Challenge! Write up an outline of how a kernel could be designed to allow user environments unrestricted use of the full 4GB virtual and linear address space. Hint: the technique is sometimes known as "follow the bouncing kernel." In your design, be sure to address exactly what has to happen when the processor transitions between kernel and user modes, and how the kernel would accomplish such transitions. Also describe how the kernel would access physical memory and I/O devices in this scheme, and how the kernel would access a user environment's virtual address space during system calls and the like. Finally, think about and describe the advantages and disadvantages of such a scheme in terms of flexibility, performance, kernel complexity, and other factors you can think of.


总体上的想法和和Linux中设立swap区的意图是相似的。

通常Linux系统中,如果用户进程[0GB, 3GB)通过中断或者系统调用去寻址内核空间[3GB, 4GB]时,会触发处理器特权级从3切换到0,从而操作系统从用户态切换到内核态。

如果要让用户进程无限制地使用全部4GB内存,不要让操作系统切换态,而是建立一个外存到内存的映射。

建立这个映射是为了让用户能够访问[3GB, 4GB]的内存,原本存放在这里的内核信息被转移到外存,同时在内存上记录下这个映射的信息以便能够恢复。将内核信息转移到外存以后,这部分内核空间就空闲出来了,用户进程就能够使用。等用户进程退出之后,再通过在内存上记录的映射信息将外存的内核信息映射回来。

优点自然是用户进程能够多获得1GB的空间,而缺点是这样内存、外存之间的数据传输速度很慢。

更多的细节实在是太复杂,我做不出来,至于提示中说的follow the bouncing kernel,我在网上找了一圈也没找到太多信息,找到的基本上也都看不懂。能力有限,这题只能做成这样。


Challenge! Since our JOS kernel's memory management system only allocates and frees memory on page granularity, we do not have anything comparable to a general-purpose malloc/free facility that we can use within the kernel. This could be a problem if we want to support certain types of I/O devices that require physically contiguous buffers larger than 4KB in size, or if we want user-level environments, and not just the kernel, to be able to allocate and map 4MB superpages for maximum processor efficiency. (See the earlier challenge problem about PTE_PS.)
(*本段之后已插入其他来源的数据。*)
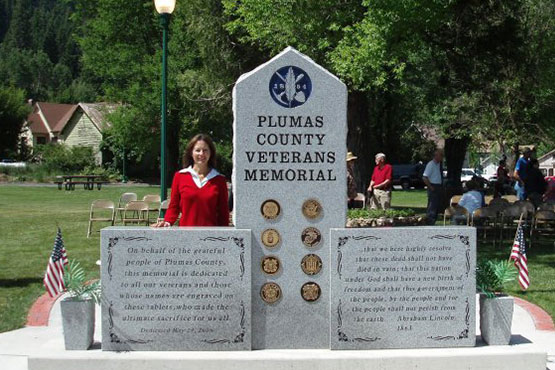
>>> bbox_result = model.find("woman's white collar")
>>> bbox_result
[179,166,220,188]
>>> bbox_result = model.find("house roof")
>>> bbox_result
[27,102,117,135]
[27,110,48,135]
[27,102,77,134]
[79,103,118,132]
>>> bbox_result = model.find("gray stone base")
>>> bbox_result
[60,299,95,350]
[29,344,546,370]
[480,295,514,346]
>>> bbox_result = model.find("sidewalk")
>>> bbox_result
[0,299,555,370]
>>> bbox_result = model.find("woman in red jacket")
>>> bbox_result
[152,134,229,227]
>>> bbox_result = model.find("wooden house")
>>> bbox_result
[24,102,116,164]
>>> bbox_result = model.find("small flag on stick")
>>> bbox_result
[509,222,530,290]
[43,227,68,297]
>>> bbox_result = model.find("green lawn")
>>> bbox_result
[0,185,555,332]
[0,186,159,332]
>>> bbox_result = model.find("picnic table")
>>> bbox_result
[54,175,108,190]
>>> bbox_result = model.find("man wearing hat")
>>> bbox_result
[347,152,357,208]
[368,153,393,209]
[514,148,532,200]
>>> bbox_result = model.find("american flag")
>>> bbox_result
[43,228,68,297]
[509,224,530,290]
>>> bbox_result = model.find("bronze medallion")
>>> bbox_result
[260,199,281,220]
[260,283,281,303]
[301,281,321,302]
[301,254,322,275]
[301,227,322,248]
[262,256,279,275]
[261,229,281,248]
[303,199,322,220]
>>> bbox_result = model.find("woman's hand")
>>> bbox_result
[150,220,171,227]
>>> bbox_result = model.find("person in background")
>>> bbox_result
[347,152,358,208]
[524,158,547,208]
[459,180,485,223]
[543,180,555,203]
[493,159,511,198]
[422,149,443,225]
[368,153,393,209]
[514,148,532,200]
[152,134,229,227]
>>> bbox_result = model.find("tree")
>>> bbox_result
[0,87,30,158]
[76,0,260,181]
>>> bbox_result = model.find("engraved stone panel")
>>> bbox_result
[232,47,347,349]
[101,227,251,351]
[330,227,476,349]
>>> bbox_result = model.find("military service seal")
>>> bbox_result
[301,227,322,248]
[303,199,322,220]
[301,254,322,275]
[261,229,281,248]
[262,256,279,275]
[260,283,281,304]
[260,199,281,220]
[301,281,321,302]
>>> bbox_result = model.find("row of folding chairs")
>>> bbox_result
[449,195,519,206]
[443,200,555,245]
[87,193,169,238]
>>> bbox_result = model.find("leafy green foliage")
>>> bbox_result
[0,0,88,103]
[35,144,95,175]
[64,260,100,304]
[0,86,30,158]
[476,260,517,298]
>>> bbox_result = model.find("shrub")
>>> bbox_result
[348,208,416,218]
[476,260,517,298]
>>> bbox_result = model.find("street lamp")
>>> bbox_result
[154,0,175,201]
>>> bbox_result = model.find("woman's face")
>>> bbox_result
[192,140,211,165]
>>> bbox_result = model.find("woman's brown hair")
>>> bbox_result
[183,134,216,168]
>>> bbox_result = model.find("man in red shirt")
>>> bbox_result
[368,153,393,209]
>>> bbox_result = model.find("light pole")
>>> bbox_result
[154,0,175,201]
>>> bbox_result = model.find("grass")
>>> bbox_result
[0,185,555,332]
[0,185,159,332]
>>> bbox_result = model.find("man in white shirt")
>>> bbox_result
[422,149,443,225]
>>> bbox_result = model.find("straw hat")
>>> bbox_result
[347,152,358,162]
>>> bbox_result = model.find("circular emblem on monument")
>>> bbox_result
[260,283,281,303]
[301,254,322,275]
[301,227,322,248]
[261,229,281,248]
[301,281,321,302]
[262,256,279,275]
[260,199,281,220]
[270,66,312,108]
[303,199,322,220]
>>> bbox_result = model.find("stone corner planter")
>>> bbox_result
[480,294,514,346]
[60,298,95,350]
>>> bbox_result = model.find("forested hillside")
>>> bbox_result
[0,0,97,103]
[0,0,555,188]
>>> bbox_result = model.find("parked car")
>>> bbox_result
[393,163,424,190]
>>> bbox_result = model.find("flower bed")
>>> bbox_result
[347,209,426,227]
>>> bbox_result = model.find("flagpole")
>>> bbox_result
[509,212,524,262]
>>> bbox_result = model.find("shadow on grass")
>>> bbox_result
[0,277,42,288]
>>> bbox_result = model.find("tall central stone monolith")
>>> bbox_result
[233,47,347,348]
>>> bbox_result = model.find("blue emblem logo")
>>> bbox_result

Generalize the kernel's memory allocation system to support pages of a variety of power-of-two allocation unit sizes from 4KB up to some reasonable maximum of your choice. Be sure you have some way to divide larger allocation units into smaller ones on demand, and to coalesce multiple small allocation units back into larger units when possible. Think about the issues that might arise in such a system.


这道challenge实在是很challenging,超出我自己的能力和时间范围了,所以只能作罢。


This completes the lab. Make sure you pass all of the make grade tests and don't forget to write up your answers to the questions and a description of your challenge exercise solution in answers-lab2.txt. Commit your changes (including adding answers-lab2.txt) and type make handin in the lab directory to hand in your lab.